La guerra proyecta fuera nuestros peores temores culturales. Algunos están sufriendo los horrores de la guerra y no la podrán olvidar mientras vivan. A otros sólo nos llega, de momento, el rumor de la guerra que se trasmite de boca en boca, de letra en letra, de foto en foto. Estamos sintiendo la guerra atemorizados por un rumor visionario, tal y como calificaba Jung algunos fenómenos colectivos.
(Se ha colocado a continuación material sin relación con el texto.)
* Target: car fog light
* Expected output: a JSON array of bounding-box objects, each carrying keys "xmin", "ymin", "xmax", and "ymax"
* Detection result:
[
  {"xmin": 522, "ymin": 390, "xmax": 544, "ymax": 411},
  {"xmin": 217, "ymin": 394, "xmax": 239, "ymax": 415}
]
Mientras tanto, por aquí, en el bajo Occidente, la política continúa inmersa en los miedos típicos de las democracias iniciáticas. Lo peor que puede ocurrir, según parece, es que se destapen los dineros que unos y otros se pasan por debajo de la mesa. Ahora están, ahora no están. Ahora los tengo yo, ahora los tienes tú. Felices en el limbo de la política, hasta se acusan entre sí de talibanes o califican de ántrax político las denuncias del adversario. Es el horror de la inconsciencia, la creencia irracional de que el conflicto externo poco tiene que ver con ellos, que es cosa de otros, que aquí no ocurre nada. En Valencia, no.

¿Cuál será el secreto de tanta felicidad y por qué no lo comparten con los demás? Porque fuera del limbo, andamos preocupados y nos gustaría hacer algo para enfrentarnos con la nueva realidad. Mejor antes que después.